A bipartisan group of US Congress members on Thursday introduced a bill that would "formally end the Gulf and Iraq wars", and enhance Washington's relationship with Baghdad.
The action would reintroduce legislation repealing the authorisation for using military force (AUMF) passed by Congress in 1991 and 2002.
“The 1991 and 2002 AUMFs are no longer necessary, serve no operational purpose, and run the risk of potential misuse," said Senator Tim Kaine, a Democrat.
"Congress owes it to our service members, veterans and families to pass our bill repealing these outdated AUMFs and formally ending the Gulf and Iraq wars."
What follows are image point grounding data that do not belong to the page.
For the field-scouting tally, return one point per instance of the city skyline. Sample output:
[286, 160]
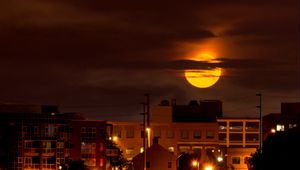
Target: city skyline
[99, 58]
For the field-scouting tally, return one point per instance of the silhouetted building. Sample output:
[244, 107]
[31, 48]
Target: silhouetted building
[289, 118]
[39, 137]
[157, 157]
[206, 111]
[238, 138]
The wars contributed to hundreds of thousands of deaths, mass displacement, civil war and upheaval in local government.
The US withdrew its forces from Iraq in 2011, and continues to have diplomatic and military relations with the country today. It also has similar relations throughout the Gulf.
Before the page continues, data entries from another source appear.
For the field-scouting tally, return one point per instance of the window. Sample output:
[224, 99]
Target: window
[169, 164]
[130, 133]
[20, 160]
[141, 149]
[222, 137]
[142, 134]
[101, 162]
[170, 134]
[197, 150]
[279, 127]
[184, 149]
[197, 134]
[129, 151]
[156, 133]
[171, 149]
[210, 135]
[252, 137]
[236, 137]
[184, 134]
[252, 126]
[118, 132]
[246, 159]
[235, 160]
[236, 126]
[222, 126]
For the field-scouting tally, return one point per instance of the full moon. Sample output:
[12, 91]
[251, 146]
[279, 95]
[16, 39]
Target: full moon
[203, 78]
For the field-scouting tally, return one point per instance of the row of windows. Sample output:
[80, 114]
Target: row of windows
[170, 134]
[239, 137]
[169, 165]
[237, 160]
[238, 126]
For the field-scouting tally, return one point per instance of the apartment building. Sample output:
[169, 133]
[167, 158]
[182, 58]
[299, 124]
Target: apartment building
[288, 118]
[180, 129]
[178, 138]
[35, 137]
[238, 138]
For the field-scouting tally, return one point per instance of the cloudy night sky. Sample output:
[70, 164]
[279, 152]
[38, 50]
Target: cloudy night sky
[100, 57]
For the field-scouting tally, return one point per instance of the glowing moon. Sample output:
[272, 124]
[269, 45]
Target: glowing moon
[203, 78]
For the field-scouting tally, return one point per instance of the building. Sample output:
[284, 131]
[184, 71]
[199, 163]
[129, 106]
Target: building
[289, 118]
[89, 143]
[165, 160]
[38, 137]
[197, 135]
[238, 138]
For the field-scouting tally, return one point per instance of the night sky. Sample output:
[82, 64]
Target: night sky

"Congress must do its job and take seriously the decision to not just commit America to war, but to affirmatively say that we are no longer at war," said Senator Todd Young, a Republican.
The House of Representatives in 2021 passed a repeal of the 2002 AUMF, but a vote has not been held on the Senate floor. Twenty other senators in both parties are co-sponsors of the bill.
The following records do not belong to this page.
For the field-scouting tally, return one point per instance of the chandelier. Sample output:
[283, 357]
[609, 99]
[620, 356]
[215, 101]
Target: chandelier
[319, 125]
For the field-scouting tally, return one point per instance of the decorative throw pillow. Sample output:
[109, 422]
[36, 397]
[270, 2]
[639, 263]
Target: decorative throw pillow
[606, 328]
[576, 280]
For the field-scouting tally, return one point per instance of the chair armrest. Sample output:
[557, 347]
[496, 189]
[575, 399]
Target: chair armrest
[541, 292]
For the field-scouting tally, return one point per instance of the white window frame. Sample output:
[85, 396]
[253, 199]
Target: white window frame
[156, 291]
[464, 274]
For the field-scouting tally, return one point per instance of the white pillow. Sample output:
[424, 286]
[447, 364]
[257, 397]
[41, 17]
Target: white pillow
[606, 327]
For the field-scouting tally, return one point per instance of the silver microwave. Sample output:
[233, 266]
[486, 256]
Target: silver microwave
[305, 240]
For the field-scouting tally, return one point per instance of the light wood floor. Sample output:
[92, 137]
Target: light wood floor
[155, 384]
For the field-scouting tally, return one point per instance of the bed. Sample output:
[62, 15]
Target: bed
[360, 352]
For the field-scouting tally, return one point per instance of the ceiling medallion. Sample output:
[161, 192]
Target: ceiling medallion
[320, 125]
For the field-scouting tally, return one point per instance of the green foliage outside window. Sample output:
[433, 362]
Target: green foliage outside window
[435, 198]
The White House in March last year said it supported the move.
"We are committed to working with Congress to ensure that the authorisations for the use of military force currently on the books are replaced with a narrow and specific framework that will ensure we can protect Americans from terrorist threats while ending the forever wars," press secretary Karine Jean-Pierre said.
Beyond these two authorisations, there have also been ongoing conversations about reforming AUMF resolutions because of the lengthy extensions of wars and presidential powers under them.